Government complaints-in-intervention remain rare — To date, most DOJ settlements stem from private whistleblowers suits, with the DOJ investigating for long periods and intervening solely for the purposes of settlement. So far, the DOJ has only filed a formal complaint-in-intervention in one qui tam case, against Georgia Tech Research Corporation (Georgia Tech), in August 2024, which we discussed at length in last year’s FCA Guide. In the Georgia Tech case, the DOJ alleged that there was “no enforcement” of the cybersecurity requirements in Georgia Tech’s contracts with the Department of Defense (DOD) and articulated its position that cybersecurity requirements were “material” to payment decisions on government contracts. As discussed further below, Georgia Tech settled these allegations in 2025, leaving the government’s theories untested and its litigation strategy unknown. It appears likely, though, that the DOJ will continue to rely on private relators to initiate and pursue cybersecurity FCA cases.
NIST SP 800-171 featured prominently — The DOJ’s enforcement efforts have focused on the specific cybersecurity provisions included in defendants’ government contracts. In particular, several recent settlements have focused on compliance with National Institute of Standards and Technology (NIST) Special Publications (SP), including SP 800-171. NIST SP 800-171 calls for the adoption of safeguards for the handling of sensitive government information. In at least four 2025 settlements (Raytheon/Nightwing, MORSECORP, Aero Turbine/Gallant Capital Partners, and Georgia Tech), the DOJ alleged failure to implement NIST SP 800-171 framework. These follow a 2024 settlement with Pennsylvania State University (Penn State) in which a relator alleged that Penn State was required – but failed – to comply with NIST SP 800-171.

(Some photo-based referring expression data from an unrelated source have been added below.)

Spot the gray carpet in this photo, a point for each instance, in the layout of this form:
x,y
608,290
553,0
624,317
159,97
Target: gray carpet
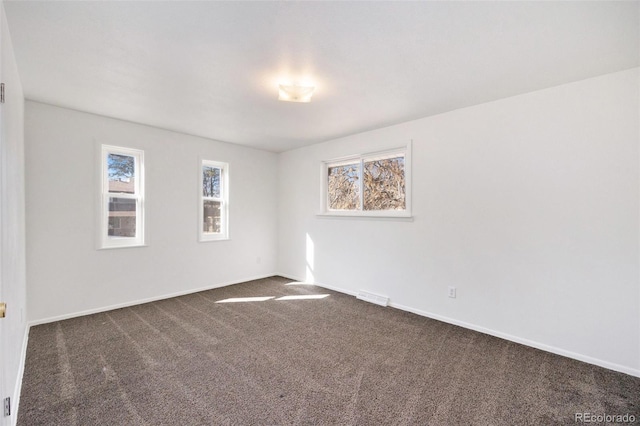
x,y
325,361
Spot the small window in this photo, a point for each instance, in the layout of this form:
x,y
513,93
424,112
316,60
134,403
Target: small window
x,y
375,184
122,204
214,201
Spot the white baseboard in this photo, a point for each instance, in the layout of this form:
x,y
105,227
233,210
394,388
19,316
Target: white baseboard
x,y
15,404
141,301
542,346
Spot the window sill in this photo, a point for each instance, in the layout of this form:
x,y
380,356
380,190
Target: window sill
x,y
345,215
123,246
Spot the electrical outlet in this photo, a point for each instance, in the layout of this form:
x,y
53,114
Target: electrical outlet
x,y
452,292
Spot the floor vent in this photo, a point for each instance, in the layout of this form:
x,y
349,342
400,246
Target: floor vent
x,y
373,298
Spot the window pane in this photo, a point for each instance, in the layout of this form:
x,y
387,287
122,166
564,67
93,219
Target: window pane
x,y
121,169
122,217
384,187
210,181
211,215
344,189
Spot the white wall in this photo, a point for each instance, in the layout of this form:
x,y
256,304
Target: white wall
x,y
12,249
67,275
528,205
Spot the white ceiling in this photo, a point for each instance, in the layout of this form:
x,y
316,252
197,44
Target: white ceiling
x,y
211,68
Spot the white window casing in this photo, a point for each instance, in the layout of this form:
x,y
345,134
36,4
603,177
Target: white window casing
x,y
213,206
354,169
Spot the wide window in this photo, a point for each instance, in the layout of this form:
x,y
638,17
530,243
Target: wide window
x,y
122,205
214,201
375,184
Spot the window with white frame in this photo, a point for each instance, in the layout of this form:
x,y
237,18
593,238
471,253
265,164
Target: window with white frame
x,y
373,184
214,201
122,201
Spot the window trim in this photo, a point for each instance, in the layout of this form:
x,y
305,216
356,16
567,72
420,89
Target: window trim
x,y
224,199
106,241
361,158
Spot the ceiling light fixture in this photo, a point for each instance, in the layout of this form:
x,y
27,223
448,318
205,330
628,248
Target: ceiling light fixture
x,y
295,92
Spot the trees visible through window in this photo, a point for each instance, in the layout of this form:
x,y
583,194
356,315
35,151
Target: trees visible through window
x,y
373,183
122,197
214,201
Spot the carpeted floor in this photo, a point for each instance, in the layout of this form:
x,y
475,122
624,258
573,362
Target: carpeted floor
x,y
330,360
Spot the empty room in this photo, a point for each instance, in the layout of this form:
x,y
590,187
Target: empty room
x,y
319,213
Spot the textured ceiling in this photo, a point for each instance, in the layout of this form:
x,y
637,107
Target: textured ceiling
x,y
211,68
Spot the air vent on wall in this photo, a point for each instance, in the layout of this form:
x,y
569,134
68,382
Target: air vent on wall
x,y
373,298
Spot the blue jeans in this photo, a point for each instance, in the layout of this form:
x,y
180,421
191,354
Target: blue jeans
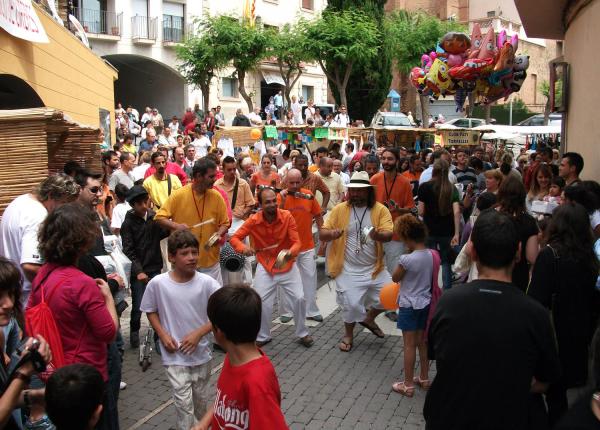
x,y
442,245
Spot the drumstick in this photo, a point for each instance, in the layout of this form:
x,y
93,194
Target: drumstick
x,y
266,248
209,221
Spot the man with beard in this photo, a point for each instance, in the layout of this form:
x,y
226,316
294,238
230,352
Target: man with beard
x,y
202,210
274,232
357,230
305,209
395,192
160,184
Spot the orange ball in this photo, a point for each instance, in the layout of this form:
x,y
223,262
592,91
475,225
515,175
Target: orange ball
x,y
255,133
388,296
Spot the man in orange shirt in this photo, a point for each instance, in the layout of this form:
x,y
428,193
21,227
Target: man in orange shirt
x,y
304,207
273,230
395,192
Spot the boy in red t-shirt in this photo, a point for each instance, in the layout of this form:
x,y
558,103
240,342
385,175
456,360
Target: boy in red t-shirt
x,y
248,395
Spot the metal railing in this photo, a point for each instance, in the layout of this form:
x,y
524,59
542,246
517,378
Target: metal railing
x,y
173,28
143,27
99,21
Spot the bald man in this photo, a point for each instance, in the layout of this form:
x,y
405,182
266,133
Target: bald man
x,y
305,209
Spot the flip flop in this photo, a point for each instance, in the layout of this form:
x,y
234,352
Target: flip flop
x,y
401,388
345,346
375,329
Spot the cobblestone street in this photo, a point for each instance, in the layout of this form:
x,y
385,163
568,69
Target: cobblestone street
x,y
321,387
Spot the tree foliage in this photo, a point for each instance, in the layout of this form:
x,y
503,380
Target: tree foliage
x,y
341,40
369,82
244,45
199,60
288,47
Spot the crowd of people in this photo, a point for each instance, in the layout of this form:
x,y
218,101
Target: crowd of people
x,y
203,240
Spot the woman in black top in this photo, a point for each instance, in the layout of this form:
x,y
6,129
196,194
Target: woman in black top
x,y
439,206
564,279
511,201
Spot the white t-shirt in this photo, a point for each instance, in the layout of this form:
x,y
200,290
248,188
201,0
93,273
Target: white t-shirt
x,y
139,171
359,263
181,309
202,144
18,234
119,213
427,173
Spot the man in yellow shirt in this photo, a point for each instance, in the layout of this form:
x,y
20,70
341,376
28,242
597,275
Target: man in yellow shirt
x,y
202,210
319,153
160,185
357,230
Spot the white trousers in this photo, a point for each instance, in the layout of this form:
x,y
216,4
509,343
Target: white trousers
x,y
392,251
307,265
354,296
290,283
190,393
244,276
213,271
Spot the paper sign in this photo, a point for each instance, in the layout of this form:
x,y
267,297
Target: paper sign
x,y
271,132
18,18
321,133
459,137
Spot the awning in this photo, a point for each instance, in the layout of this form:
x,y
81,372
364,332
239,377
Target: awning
x,y
272,78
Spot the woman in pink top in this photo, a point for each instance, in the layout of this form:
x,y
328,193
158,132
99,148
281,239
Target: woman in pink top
x,y
83,308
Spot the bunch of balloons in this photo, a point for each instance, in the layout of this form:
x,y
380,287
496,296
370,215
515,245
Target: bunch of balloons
x,y
486,66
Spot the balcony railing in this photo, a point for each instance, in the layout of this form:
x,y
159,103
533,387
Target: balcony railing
x,y
143,27
99,21
173,28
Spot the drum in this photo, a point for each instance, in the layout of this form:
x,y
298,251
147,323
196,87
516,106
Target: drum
x,y
231,260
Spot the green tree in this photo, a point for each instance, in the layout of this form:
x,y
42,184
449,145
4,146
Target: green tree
x,y
241,43
370,81
199,60
411,35
340,41
288,47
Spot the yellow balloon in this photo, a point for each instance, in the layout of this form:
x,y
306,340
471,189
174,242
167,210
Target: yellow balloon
x,y
255,133
388,296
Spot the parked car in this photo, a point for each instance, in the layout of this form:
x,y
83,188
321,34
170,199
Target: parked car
x,y
537,120
390,120
462,123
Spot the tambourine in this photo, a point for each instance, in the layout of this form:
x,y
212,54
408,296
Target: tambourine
x,y
211,241
281,258
231,260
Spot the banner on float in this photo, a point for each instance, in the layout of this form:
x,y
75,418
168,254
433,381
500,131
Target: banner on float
x,y
19,19
459,137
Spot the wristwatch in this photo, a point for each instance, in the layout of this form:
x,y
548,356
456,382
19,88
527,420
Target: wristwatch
x,y
22,376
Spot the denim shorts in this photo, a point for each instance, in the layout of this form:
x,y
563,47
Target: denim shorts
x,y
410,319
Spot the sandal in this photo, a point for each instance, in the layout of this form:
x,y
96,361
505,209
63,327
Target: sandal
x,y
344,345
401,388
423,383
374,328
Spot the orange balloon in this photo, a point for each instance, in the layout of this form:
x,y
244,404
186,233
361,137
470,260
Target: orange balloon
x,y
388,296
255,134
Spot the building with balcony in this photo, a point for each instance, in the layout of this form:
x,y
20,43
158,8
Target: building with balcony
x,y
573,21
138,37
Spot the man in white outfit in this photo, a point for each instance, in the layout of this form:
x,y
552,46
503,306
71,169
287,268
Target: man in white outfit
x,y
357,230
276,245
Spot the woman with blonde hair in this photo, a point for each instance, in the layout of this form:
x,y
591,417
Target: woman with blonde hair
x,y
439,206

In the coming years, we may see even more cases involving NIST SP 800-171. In November 2025, the DOD began a three-year phased roll out of its final rule implementing the contractual requirements of the Cybersecurity Maturity Model Certification (CMMC) program. The CMMC program creates three compliance levels, based on the sensitivity of information that contractors handle. Under the CMMC, contractors who handle Controlled Unclassified Information (CUI) must implement the security requirements outlined in NIST SP 800-171 and must periodically assess (or obtain a third-party assessment of) their compliance with these requirements. Although the requirement to comply with NIST SP 800-171 is not new, the CMMC program will require additional assessments, affirmations, and certifications — including attestations of subcontractor compliance — that aim to increase defense contractors’ accountability.
These additional certifications — if false — could open a clearer pathway to liability under the FCA in cybersecurity cases involving defense contractors.
No cyberattack or data breach required for enforcement — The DOJ maintains that liability can arise even absent an actual cybersecurity incident. Specifically, in its July 2025 settlement agreement with Illumina, the DOJ asserted that the company’s “claims to the Agencies were false, regardless of whether any actual cybersecurity breaches occurred,” indicating its view that a false certification or undisclosed vulnerability is sufficient to establish FCA liability, even if no government information is improperly accessed.
The DOJ’s damages theory remains unsettled and untested — Settlement amounts in cyber FCA matters have varied widely – to date, ranging from $294,000 to nearly $15 million – and often represent a small fraction of the contract values. For example, Raytheon settled with the government for $8.4 million, even though the relator alleged that Raytheon was paid over $30 billion in contracts with the government for “cyber offensive capabilities.” Similarly, the relator in the MORSECORP case alleged that the defendant had received over $100 million from the government as a contractor and subcontractor, yet the DOJ settled with MORSECORP for just $4.6 million.